1) How do I continue? I enjoy the delusion that problems are other people's fault and when that bubble is burst (like now) I am extremely uncomfortable and have a lot of bad thoughts and ideas constantly plaguing me, including despair and suicide and the ultimate fear that others will take away the right to make my own decisions. When, in the past, this state came on me it was bliss and became "the way I had always felt". I would move on and the past would be gone. How can I keep this from happening again (I'm getting too old for this)?

2) I have only the county's Circles of Care free clinic (Brevard, FL). How and where can I find out about long term residential care for BPD? I have been kicked out of treatment places for angry outbursts and worse, I don't know if I can survive until I get social security (I'd be homeless for years) and if I did how would I be in treatment during that time?

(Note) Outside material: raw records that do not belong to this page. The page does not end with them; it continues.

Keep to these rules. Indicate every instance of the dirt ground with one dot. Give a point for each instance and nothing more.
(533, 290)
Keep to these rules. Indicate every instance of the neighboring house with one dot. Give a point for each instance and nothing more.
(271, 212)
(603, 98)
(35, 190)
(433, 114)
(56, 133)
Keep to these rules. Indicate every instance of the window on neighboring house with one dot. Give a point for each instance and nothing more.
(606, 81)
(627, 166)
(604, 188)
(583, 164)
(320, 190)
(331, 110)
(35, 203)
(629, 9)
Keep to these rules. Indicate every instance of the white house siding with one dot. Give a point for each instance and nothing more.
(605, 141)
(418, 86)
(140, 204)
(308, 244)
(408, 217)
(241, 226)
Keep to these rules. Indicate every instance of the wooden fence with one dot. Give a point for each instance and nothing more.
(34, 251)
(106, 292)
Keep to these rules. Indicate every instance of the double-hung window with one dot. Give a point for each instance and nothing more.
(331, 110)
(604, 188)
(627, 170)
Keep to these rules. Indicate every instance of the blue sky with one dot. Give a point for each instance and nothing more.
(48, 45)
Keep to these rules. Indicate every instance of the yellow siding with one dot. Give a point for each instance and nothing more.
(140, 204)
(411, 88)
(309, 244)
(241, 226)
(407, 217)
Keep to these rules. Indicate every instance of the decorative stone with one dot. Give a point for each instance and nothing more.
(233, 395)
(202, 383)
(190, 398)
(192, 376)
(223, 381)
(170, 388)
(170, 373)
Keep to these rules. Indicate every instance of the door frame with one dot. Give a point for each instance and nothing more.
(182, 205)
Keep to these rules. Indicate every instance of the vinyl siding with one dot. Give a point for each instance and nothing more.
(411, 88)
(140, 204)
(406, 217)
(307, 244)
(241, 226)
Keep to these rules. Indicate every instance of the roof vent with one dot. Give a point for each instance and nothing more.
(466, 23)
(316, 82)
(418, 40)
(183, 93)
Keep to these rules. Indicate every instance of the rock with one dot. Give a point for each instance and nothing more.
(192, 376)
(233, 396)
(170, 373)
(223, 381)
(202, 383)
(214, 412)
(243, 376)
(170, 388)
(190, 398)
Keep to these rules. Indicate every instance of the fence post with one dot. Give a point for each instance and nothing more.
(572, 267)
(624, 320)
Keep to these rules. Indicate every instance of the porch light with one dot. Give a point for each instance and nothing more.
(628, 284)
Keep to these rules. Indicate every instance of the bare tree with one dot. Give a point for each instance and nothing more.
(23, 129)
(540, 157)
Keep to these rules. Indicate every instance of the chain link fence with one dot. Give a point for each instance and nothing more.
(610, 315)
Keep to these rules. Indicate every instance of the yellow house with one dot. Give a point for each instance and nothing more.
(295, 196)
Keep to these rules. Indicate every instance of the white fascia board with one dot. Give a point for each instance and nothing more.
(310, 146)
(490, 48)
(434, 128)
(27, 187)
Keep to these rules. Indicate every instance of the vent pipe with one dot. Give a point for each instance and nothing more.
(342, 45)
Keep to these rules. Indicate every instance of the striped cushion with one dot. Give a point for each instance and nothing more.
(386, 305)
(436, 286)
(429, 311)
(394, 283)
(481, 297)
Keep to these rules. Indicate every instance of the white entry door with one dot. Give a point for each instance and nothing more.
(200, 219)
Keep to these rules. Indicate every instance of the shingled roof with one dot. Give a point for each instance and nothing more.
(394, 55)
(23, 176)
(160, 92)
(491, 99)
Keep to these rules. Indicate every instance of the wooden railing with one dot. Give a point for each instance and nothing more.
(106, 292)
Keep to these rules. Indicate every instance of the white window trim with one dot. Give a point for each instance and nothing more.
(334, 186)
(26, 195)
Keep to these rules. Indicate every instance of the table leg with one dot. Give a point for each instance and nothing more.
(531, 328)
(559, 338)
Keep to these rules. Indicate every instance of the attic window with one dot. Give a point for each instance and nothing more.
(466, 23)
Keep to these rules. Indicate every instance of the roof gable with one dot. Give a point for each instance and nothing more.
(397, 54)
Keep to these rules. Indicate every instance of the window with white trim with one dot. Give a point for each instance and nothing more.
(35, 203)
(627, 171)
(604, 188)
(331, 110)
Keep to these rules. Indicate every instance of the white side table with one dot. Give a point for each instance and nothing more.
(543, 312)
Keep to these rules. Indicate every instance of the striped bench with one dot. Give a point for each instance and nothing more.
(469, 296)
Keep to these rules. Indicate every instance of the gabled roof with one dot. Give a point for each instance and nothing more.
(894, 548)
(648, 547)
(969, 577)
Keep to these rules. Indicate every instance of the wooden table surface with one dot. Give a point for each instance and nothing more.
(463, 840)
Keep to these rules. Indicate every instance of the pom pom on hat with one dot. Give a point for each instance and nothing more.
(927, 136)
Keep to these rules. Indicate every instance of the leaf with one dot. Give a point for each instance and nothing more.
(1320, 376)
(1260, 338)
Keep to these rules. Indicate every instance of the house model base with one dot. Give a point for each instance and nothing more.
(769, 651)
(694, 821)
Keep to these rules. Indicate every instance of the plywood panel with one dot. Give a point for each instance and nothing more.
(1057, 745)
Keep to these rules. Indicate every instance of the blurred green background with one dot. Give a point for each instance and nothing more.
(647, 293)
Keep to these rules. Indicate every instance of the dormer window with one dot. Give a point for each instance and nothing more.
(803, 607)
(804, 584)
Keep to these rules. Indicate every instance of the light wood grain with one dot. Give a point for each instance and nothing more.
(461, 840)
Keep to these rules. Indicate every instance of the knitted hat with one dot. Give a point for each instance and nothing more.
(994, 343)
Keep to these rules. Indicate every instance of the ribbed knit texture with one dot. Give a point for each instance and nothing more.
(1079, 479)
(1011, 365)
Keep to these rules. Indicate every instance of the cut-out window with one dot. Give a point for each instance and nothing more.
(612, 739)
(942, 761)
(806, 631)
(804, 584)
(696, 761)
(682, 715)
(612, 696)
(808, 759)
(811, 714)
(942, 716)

I just feel so trapped...

3) What can I do about the dread that these people will lock me away and take all my freedom and the power to make to slightest decision? How could I cope? That would REALLY make me suicidal.


A. First things first. You have a biological illness and it needs to be treated. Until you do that, your ability to make plans, avoid feeling suicidal, and make changes in your life are close to zero. All the things you are doing that you hate are outflows of the biochemistry of your brain. This site has a lot of data on treatment. Get on the right medication at the right dosage, and 2 and 3 will either work themselves out or become unnecessary. You absolutely need to treat the chemical part of the disease.